Donner, recevoir, rendre, par l’anthropologue Jean-Edouard Grésy
Qu’est-ce que cela veut dire exactement donner ? …Ou plutôt, qu’est-ce que cela implique ?
Et recevoir, est-ce si facile ? …Ou plutôt, comment réagir ensuite face à ce don ?
Et que se passe-t-il ensuite ? …Ou plutôt que devrait-il se passer ?
Nous nous sommes posé la question de l’importance de cette triangulaire et des rôles de chacun et chacune dans cette relation. Donner ! Voilà notre engagement à toutes et tous au Comité du Cœur, dès le jour où nous adhérons. Donner ce que l’on peut comme on peut ! Mais ensuite ? Allons plus loin !
Pour Jean-Edouard Grésy, qui se fait le messager du père de l’ethnologie scientifique française, Marcel Mauss, qui dévoile en 1925 cette « triple obligation » comme un « fait social total », constitutif de notre humanité.
Parce que, oui, ce qui nous constitue avant tout, avant toute autre chose, c’est le lien social, cette relation humaine qui se partage avec le cœur. Mais Jean-Edouard nous trouble en nous expliquant que ce mouvement est intrinsèquement lié et qu’en fait donner, c’est recevoir ! Mais quoi ?
Donner : ce geste doit être fait de façon inconditionnelle avec le cœur, sans attente en retour, précise-t-il. Dans un contrat, il y a un marché, des conditions ; dans le don, il n’y a aucune contrepartie immédiate ni quantification car le lien importe plus que le bien, que l’objet de l’échange.
Recevoir : pour nombre d’entre-nous, ce geste de recevoir peut être quelque chose de difficile parce qu’il nous met en dette. Prendre conscience de cela ramène celui qui donne à l’humilité. Donner, c’est aussi recevoir la dette de l’autre avec amour, c’est recevoir la joie que ce mouvement va continuer au-delà de nous. Alors, pour se libérer de cette dette, en faire quelque chose, le troisième mouvement est indispensable et c’est lui qui crée la solidarité, le vivre ensemble, le bonheur dont nous avons, je le rappelle, constitutionnellement besoin.

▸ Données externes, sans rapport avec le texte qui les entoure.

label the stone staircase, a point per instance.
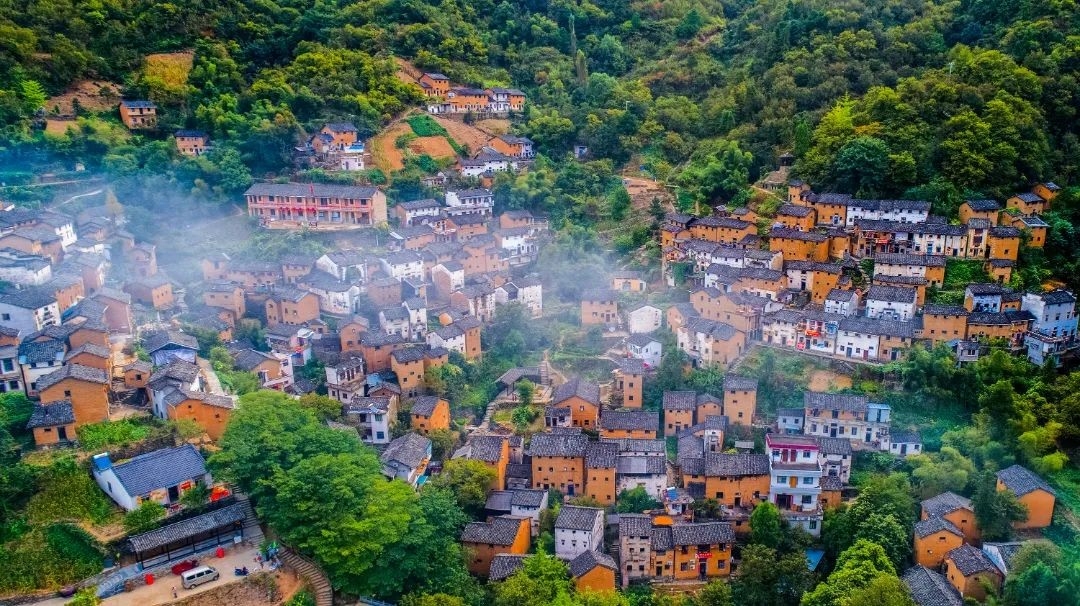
(253, 533)
(314, 575)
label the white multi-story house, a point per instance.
(1054, 330)
(578, 529)
(645, 348)
(645, 319)
(891, 303)
(470, 202)
(795, 480)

Rendre : rendre, à celui qui nous a donné ou, encore mieux, à un tiers dans une chaîne de solidarité. Rendre, c’est donner à son tour, une forme de résilience quand on sort de grandes difficultés. C’est se souvenir, poser une reconnaissance pour qu’un jour, ce mouvement en trois temps continue et tourne de sorte que l’entraide, la solidarité se propage.
C’est pour cela que Jean-Edouard a été plus loin. Avec le sociologue Alain Caillé, il a rajouté en premier mouvement, demander. Oser demander sans se sentir humilié, oser exprimer sa vulnérabilité, oser demander parce que l’on sait qu’ensuite cette triangulaire va se mettre en place en toute justesse. En posant ces mots avec une grande simplicité, en mettant en valeur le sens de la gratuité, Jean-Edouard Grésy a transporté l’auditoire composé de donatrices et de donateurs et de receveuses et de receveurs.
S’il a fait allusion aux cigales artistes que nous sommes mais aussi aux fourmis grâce aux contributions et au travail du Comité du cœur, on peut dire, qu’on n’entendait plus une mouche voler. Jean-Edouard a plus d’une casquette sur sa tête, disions-nous au début de cet article, il est des nôtres. Il est aussi auteur entre autres de BD dont celle qui a attiré notre attention au Comité du Cœur : Donner, c’est recevoir.
Dans cet ouvrage illustré par Salvatore Porcaro, deux frères que tout opposait et qui se détestaient vont être amenés par la vie à se rapprocher et à recréer des liens de survie ensemble ; ce qui les amènera à découvrir avec un autre regard le monde de l’autre, la solidarité, le bonheur et, ce qui est plus fort que tout, l’amour.
À la fin du déjeuner ce vendredi 26 avril, chaque membre présent a pu repartir avec un exemplaire de la BD offerte par les éditions Glénat et pour les plus chanceux, dédicacée par Jean-Edouard.
Merci Jean-Edouard de nous rappeler que chaque geste que nous faisons a bien son lot de conséquences et que ce sont elles qui édifient notre humanité. Nous avons le choix de nos gestes.
Anne Dorr, autrice-réalisatrice, administratrice du Comité du cœur.